Does a Verbal Agreement over Land use terminate at death of one party?

Australia's #1 for Law
Join 150,000 Australians every month. Ask a question, respond to a question and better understand the law today!
FREE - Join Now
21 March 2018
2
0
1
Hi, I hope someone can assist with this!

I bought a property in late 2019. I had the boundary surveyed in May, 2020, at my expense, as my side neighbours kept driving on part of my land to access their back yard. There was no fencing between the two properties. They have refused to talk to me about a fence being put in, instead subjecting me to a lot of verbal abuse, and animosity. I hired temporary fencing in the second half of 2020, and added some shade cloth for my yard to be less of a fish bowl (these homes are high set). I pay for this fencing also.

One of the sons tampered with the fencing a few days ago, as he regularly brings in and out a 520 Renegade boat which either gets stuck in the narrow driveway and/or demolishes part of my fencing and the markers. In the email exchange that followed, the woman claimed angrily that the original owners gave them 'permission' to drive on my land. The sense of entitlement is almost paralysing. Now, the original owners of my 1/4 acre property were elderly. The elderly man died in 2011, and the lady in 2014. Photos on google show that there still existed in late 2014, two fence posts on the dividing line, one at the road end and another about 20 metres down. Some time in 2015, these people whacked a very large shed into their back yard, and an 'aggregate driveway', using the 2.4m space between their house and the legal boundary, and placing aggregate onto this land also. The two fence posts were removed, leaving no sign whatsoever of where the boundary actually was. The permission that was given predates the death of the elderly man In 2011. That puts the eldest son of these neighbours at age 14 or under and not driving. Since then all three boys are driving and have their own vehicles, and the 'second driveway' generates noise and pollution constantly. All their mates come over and cars hurtle in and out, sometimes at reckless and dangerous speeds. It constitutes an aggrevating nuisance. They have run over or crushed boundary markers repeatedly, and so on. Upon asking a few days ago, it was clarified that no council permission was sought in 2015 for the installation of the second driveway. The excuse appears to be that the original owners gave some sort of permission to 'drive on the land'.

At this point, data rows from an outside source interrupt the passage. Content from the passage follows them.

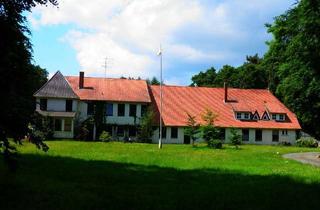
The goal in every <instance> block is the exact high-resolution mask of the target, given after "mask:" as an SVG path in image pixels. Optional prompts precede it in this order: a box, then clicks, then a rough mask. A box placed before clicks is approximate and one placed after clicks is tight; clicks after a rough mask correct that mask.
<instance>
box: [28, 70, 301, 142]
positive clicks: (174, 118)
mask: <svg viewBox="0 0 320 210" xmlns="http://www.w3.org/2000/svg"><path fill="white" fill-rule="evenodd" d="M159 91H160V90H159V86H154V85H148V84H147V83H146V81H144V80H131V79H109V78H108V79H106V78H94V77H84V73H83V72H80V75H79V76H67V77H64V76H63V75H62V74H61V73H60V72H59V71H58V72H57V73H56V74H55V75H54V76H53V77H52V78H51V79H50V80H49V81H48V82H47V83H46V84H45V85H44V86H43V87H41V88H40V89H39V90H38V91H37V92H36V93H35V94H34V96H35V97H36V111H37V112H38V113H40V114H41V115H43V116H47V117H50V118H51V119H52V120H53V128H54V137H55V138H74V137H75V127H76V126H77V124H79V123H81V122H83V121H85V120H87V119H88V118H89V117H90V116H92V115H93V112H94V110H95V105H94V104H95V102H97V101H100V102H103V103H104V106H105V113H104V117H105V123H106V130H107V131H108V132H109V133H110V134H111V135H112V137H113V138H114V139H115V140H123V139H125V138H132V139H135V138H136V136H137V132H138V130H137V127H138V126H139V124H140V120H141V117H142V116H143V115H144V113H146V111H147V109H148V107H152V108H153V110H154V111H155V113H156V117H157V118H158V119H159V118H160V116H159V105H160V97H159V95H160V92H159ZM206 109H210V110H212V111H213V112H214V113H216V115H217V118H216V119H215V122H214V125H215V126H216V127H219V128H220V129H221V130H222V131H223V132H222V136H221V140H223V141H224V142H226V143H227V142H228V140H229V139H230V135H231V134H230V131H231V129H236V130H237V131H238V132H239V134H241V136H242V140H243V142H244V143H248V144H279V143H281V142H289V143H291V144H294V143H295V141H296V138H297V131H299V130H300V129H301V127H300V125H299V122H298V120H297V118H296V116H295V115H294V114H293V113H292V112H291V111H290V110H289V109H288V108H286V107H285V106H284V105H283V104H282V103H281V102H280V101H279V100H278V99H277V98H276V97H275V96H273V95H272V93H270V92H269V91H268V90H245V89H234V88H228V87H225V88H200V87H183V86H167V85H166V86H164V87H163V114H162V118H161V119H162V122H163V125H164V128H163V133H162V136H163V139H162V142H163V143H168V144H189V143H190V139H189V137H188V136H186V135H185V133H184V129H185V127H186V126H187V113H188V114H190V115H192V116H195V117H196V119H197V121H198V122H199V123H200V124H201V123H203V122H202V118H201V116H202V114H203V112H204V110H206ZM158 121H159V120H158ZM154 127H155V130H154V134H153V136H152V142H154V143H157V142H158V140H159V129H158V125H157V123H155V124H154ZM199 141H201V139H199Z"/></svg>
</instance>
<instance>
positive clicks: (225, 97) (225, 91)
mask: <svg viewBox="0 0 320 210" xmlns="http://www.w3.org/2000/svg"><path fill="white" fill-rule="evenodd" d="M223 87H224V102H225V103H227V102H228V83H226V82H224V83H223Z"/></svg>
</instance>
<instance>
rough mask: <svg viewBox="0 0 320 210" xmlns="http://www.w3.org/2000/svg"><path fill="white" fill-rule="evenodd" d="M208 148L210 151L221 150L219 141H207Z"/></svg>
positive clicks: (210, 139) (211, 140) (220, 141)
mask: <svg viewBox="0 0 320 210" xmlns="http://www.w3.org/2000/svg"><path fill="white" fill-rule="evenodd" d="M208 147H209V148H212V149H221V148H222V142H221V140H217V139H210V140H209V141H208Z"/></svg>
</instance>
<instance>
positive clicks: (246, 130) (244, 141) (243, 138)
mask: <svg viewBox="0 0 320 210" xmlns="http://www.w3.org/2000/svg"><path fill="white" fill-rule="evenodd" d="M245 131H246V132H248V135H244V132H245ZM245 136H248V138H245ZM249 139H250V132H249V129H242V141H244V142H249Z"/></svg>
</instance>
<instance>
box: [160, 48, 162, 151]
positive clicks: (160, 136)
mask: <svg viewBox="0 0 320 210" xmlns="http://www.w3.org/2000/svg"><path fill="white" fill-rule="evenodd" d="M159 54H160V119H159V121H160V122H159V124H160V128H159V132H160V133H159V134H160V135H159V149H161V148H162V49H161V44H160V50H159Z"/></svg>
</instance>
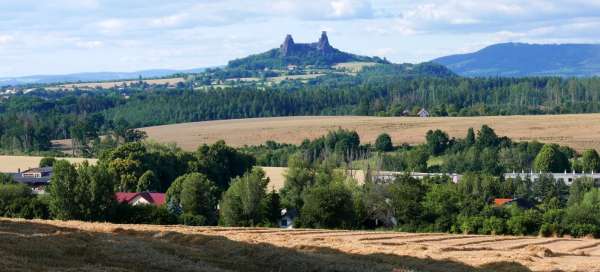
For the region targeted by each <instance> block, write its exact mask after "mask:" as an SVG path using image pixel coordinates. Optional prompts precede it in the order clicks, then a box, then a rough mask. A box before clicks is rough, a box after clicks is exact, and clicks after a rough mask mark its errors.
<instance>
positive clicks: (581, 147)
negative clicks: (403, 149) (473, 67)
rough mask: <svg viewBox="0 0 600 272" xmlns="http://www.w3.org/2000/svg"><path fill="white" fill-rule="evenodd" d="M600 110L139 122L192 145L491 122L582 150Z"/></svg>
mask: <svg viewBox="0 0 600 272" xmlns="http://www.w3.org/2000/svg"><path fill="white" fill-rule="evenodd" d="M599 121H600V114H567V115H528V116H521V115H514V116H479V117H429V118H417V117H372V116H299V117H274V118H251V119H235V120H220V121H207V122H195V123H181V124H174V125H164V126H154V127H145V128H141V129H142V130H143V131H145V132H146V133H148V137H149V139H151V140H154V141H158V142H162V143H176V144H177V145H178V146H180V147H181V148H183V149H184V150H188V151H193V150H195V149H196V148H197V147H198V146H199V145H201V144H204V143H213V142H215V141H217V140H221V139H222V140H225V142H226V143H227V144H230V145H233V146H238V147H239V146H244V145H259V144H264V143H265V142H266V141H267V140H273V141H276V142H282V143H293V144H299V143H301V142H302V141H303V140H304V139H314V138H317V137H320V136H322V135H323V134H326V133H327V132H328V131H331V130H335V129H337V128H339V127H341V128H345V129H349V130H356V131H357V132H358V134H359V135H360V138H361V142H364V143H373V142H374V140H375V138H376V137H377V136H378V135H379V134H381V133H384V132H385V133H388V134H390V136H391V137H392V140H393V142H394V144H396V145H400V144H403V143H407V144H411V145H414V144H421V143H423V142H424V141H425V134H426V132H427V131H428V130H431V129H442V130H444V131H446V132H448V134H449V136H450V137H456V138H463V137H464V136H465V135H464V133H465V131H467V129H468V128H471V127H472V128H478V127H481V125H484V124H487V125H489V126H490V127H492V128H494V130H496V131H497V133H498V134H499V135H502V136H508V137H510V138H512V139H514V140H515V141H532V140H537V141H540V142H548V143H557V144H561V145H568V146H570V147H572V148H574V149H576V150H578V151H583V150H584V149H588V148H594V149H598V150H600V136H599V135H600V122H599Z"/></svg>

At the time of the second driveway installation in 2015, my property was by then owned by the second owner (he bought the house after the old lady has passed away), and I subsequently purchased the property from him. He is ready to state that no permission was ever requested from or given by him either verbal or written for the second driveway to go in. He was a truck driver who was on the road a lot.

So this is my question: They are digging in their heals and obstinately believing they have a legal right to drive on my land or at least up to 50cm of it. Do they? Does verbal permission from deceased persons, given years ago under different circumstances, continue on 'in aeternum', leaving me no rights? I want to claim my land all the way to the legal boundary and to fence the dividing line with a proper fence. After two years of shocking harassment from them, verbal abuse, tampering with property, etc, I am not going to just yield my land to them. Clearly they have insufficient space at 2.4m to legally have installed a driveway, and certainly do not have the required additional 60cm turnout. There is no shire approval. This is a country town and there is no curb and channel on the crown land. The verge lawn goes straight out to the road, which enables them to side step the requirement for crossover approval. Before I hired the fencing, there were wheel ruts and the lawn was constantly being worn away.

If anyone can offer some advice, I would be very grateful! Thank you.
 

Docupedia

Well-Known Member
7 October 2020
378
54
794
Broadly speaking there are three ways in which an owner of property is bound to grant/acknowledge rights to a third party:
1. It's a legislated power (such as entry by the police, or resumption for a highway).
2. An encumbrance or interest is registered on the title of the property, which means you have taken ownership subject to that interest which is properly notified on public register.
3. You agree, by contract, to take on that interest - whether you contract with the previous owner, or the third party directly. An example is a developer's building covenants that you'll only put on a colourbond roof, or won't paint the house purple.

You can maybe add a 4 - It's a reasonable case of emergency, but this is probably more a subset of item 1.

You'll notice that a verbal agreement with a past owner which wasn't communicated to, or agreed by, you isn't in that list - if it ever existed at all.

Might be worth a consideration of your state's fencing legislation and start the process for a dividing fence.